Introduction

In the era of AI-Generated Content (AIGC), the volume of visual media being created and shared online is exploding. From social media feeds to generative art platforms, the flow of images is endless. But with this creativity comes a significant risk: the proliferation of harmful content, ranging from graphic violence to explicit material.

For years, the standard solution has been human moderation. Platforms hire thousands of people to look at disturbing images and label them as “safe” or “unsafe” based on a rulebook (a safety constitution). This approach has two massive problems: it is expensive and slow to scale, and it takes a heavy psychological toll on the human annotators.

So, why not just use AI? Specifically, why not use Multimodal Large Language Models (MLLMs) like GPT-4V or LLaVA? After all, they can “see” images and “read” rules.

It turns out, it’s not that simple. If you take a standard MLLM and ask it, “Does this image violate safety policy X?”, the results are often unreliable. As established in a recent paper titled “MLLM-as-a-Judge for Image Safety without Human Labeling”, simply querying pre-trained models fails due to three main challenges:

  1. Subjectivity: Safety rules are often vague (e.g., “inappropriate content”).
  2. Complexity: Models struggle to reason through lengthy, multi-clause legalistic rules.
  3. Bias: Models have inherent biases—sometimes seeing things that aren’t there because of background context or language priors.

Examples showing the challenges for simply querying pre-trained MLLMs.

Figure 1: The three main challenges of naive MLLM safety judgments. (a) Subjective rules confuse models. (b) Lengthy rules cause reasoning failures. (c) Biases lead to false positives (e.g., seeing blood on the ground and assuming a throat is slit).

In this post, we will deconstruct a new method called CLUE (Constitutional MLLM JUdgmEnt). This framework allows MLLMs to act as accurate safety judges in a zero-shot setting—meaning it requires no human-labeled training data.

Let’s dive into how researchers turned a confused chatbot into a precise safety inspector.


Background: The Problem with Naive Prompting

To understand CLUE, we first need to understand why the “easy way” doesn’t work.

In a perfect world, you would feed an image and a safety rule into an MLLM, and it would output “Safe” or “Unsafe.” However, MLLMs are trained on vast amounts of internet data, which gives them strong “priors.”

For example, if you ask a model, “Is this person naked?” and show an image of a person with a bare upper body (but clothed lower body), the model might hallucinate nudity because its training data often correlates bare skin with full nudity.
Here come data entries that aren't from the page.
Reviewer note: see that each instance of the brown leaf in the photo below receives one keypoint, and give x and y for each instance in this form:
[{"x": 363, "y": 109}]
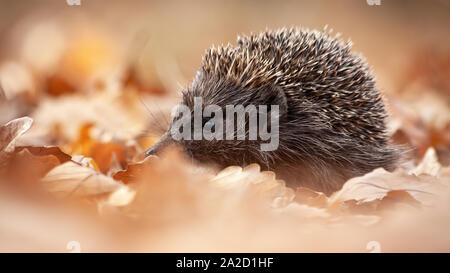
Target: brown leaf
[
  {"x": 377, "y": 184},
  {"x": 132, "y": 173},
  {"x": 311, "y": 198},
  {"x": 10, "y": 132},
  {"x": 73, "y": 179}
]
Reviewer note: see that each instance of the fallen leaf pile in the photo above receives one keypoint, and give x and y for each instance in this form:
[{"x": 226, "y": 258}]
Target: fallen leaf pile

Furthermore, if a safety rule is complex—“Do not show injuries that indicate imminent death”—the model often latches onto the word “injury” and ignores the “imminent death” condition.

Existing solutions usually involve fine-tuning models on thousands of human-labeled images (like the Q16 dataset). But if your safety policy changes (e.g., a new policy on “AI-generated deepfakes”), you have to re-label data and re-train the model. CLUE solves this by adhering to a Safety Constitution without needing retraining.


The CLUE Method

The researchers propose a pipeline designed to mimic how a careful human inspector would work: understand the specific rule, check if it applies, break it down into a checklist, and verify each item objectively.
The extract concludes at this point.